Final Report Abstract

The human brain contains an estimated one hundred billion neurons, and the cerebral cortex alone accounts for roughly 15 billion nerve cells. Even the brain of a rat, weighing a few grams only, contains about 20 million cortical neurons and 200 million neurons in total. Given these vast numbers, it is tempting to dismiss the role of individual neurons as unimportant for network operation. Yet, recent studies have demonstrated that brief (~200 ms) electrical activation of a single cortical neuron can be sufficient to evoke a behavioral reaction in trained rats.
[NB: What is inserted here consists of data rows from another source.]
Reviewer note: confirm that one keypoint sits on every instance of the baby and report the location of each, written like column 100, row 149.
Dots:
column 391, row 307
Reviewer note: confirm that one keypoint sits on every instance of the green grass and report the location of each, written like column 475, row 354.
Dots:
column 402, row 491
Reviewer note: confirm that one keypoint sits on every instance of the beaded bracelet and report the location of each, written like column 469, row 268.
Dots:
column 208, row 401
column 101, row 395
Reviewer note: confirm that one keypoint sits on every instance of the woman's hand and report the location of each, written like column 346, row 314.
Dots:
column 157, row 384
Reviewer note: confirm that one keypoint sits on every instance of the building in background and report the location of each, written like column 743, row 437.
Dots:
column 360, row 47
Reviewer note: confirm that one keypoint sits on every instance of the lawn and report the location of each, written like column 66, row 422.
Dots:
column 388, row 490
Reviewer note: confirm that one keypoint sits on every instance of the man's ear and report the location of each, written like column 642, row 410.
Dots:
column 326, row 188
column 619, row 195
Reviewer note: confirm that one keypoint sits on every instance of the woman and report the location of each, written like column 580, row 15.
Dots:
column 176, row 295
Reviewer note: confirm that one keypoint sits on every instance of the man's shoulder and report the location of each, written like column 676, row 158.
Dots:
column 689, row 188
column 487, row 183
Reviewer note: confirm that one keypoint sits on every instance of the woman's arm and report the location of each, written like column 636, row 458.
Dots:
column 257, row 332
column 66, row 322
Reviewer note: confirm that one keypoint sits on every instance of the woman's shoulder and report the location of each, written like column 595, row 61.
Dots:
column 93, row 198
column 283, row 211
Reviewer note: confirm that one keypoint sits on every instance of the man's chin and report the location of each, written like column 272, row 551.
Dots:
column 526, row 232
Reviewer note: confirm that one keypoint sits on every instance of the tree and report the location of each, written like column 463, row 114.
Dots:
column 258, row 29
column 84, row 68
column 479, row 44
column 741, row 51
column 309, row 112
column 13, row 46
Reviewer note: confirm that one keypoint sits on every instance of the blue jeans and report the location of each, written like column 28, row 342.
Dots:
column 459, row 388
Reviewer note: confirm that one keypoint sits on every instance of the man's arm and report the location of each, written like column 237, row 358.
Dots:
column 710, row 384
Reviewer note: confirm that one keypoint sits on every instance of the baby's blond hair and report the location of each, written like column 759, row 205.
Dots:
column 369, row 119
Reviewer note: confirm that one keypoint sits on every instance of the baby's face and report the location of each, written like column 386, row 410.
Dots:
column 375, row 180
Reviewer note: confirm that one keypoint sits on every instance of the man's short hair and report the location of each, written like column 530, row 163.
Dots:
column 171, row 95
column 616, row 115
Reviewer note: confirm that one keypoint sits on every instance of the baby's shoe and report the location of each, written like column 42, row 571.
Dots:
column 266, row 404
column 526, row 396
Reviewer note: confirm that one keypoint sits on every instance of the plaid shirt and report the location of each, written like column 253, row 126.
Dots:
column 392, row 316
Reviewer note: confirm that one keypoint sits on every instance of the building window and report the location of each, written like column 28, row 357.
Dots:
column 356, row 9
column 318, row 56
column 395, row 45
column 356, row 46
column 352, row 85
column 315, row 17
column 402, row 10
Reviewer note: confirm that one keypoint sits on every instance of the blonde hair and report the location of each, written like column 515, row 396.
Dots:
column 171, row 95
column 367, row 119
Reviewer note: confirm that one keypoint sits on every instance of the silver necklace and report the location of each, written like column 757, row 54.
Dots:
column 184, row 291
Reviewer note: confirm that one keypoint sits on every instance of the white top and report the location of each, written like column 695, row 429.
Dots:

However, the mechanism by which the activity of a single neuron can modify the state of the entire brain is largely unexplored, although such knowledge is crucial to understand the operations of neural networks in general. In order to achieve a better understanding of the effects of single-cell stimulation on local neural network activity, we developed new stimulation protocols to drive individual neurons with high temporal precision. Specifically, we managed to achieve tight control over the spiking output of neurons through a refinement of the juxtacellular stimulation technique. Inspired by recent findings, we hypothesized that the temporal pattern of neural activity (more specifically, the regularity of action potential firing) determines the degree by which postsynaptic targets of the stimulated neuron are affected. We thus imprinted two different patterns of neural activity onto single cortical neurons in anesthetized transgenic mice expressing a fluorescent protein coupled to Arc, an immediate-early gene whose degree of expression correlates well with neural activity. One set of neurons was driven to exhibit regular spiking at 5 Hz, and another set of neurons was driven to exhibit irregular spiking at 5 Hz with exponentially distributed inter-spike intervals. The amount of neural activity induced in neighboring cells was determined by quantifying the strength of the dVenus-fluorescence signals in brain slices post mortem. Overall, we find that the number of induced spikes is closely coupled to the strength of the fluorescence signal in the stimulated cell. Also, irregular stimulation induces stronger fluorescence signals than regular stimulation. The degree to which postsynaptic targets of the stimulated cells are more strongly activated through irregular than regular spiking remains to be determined in the near future.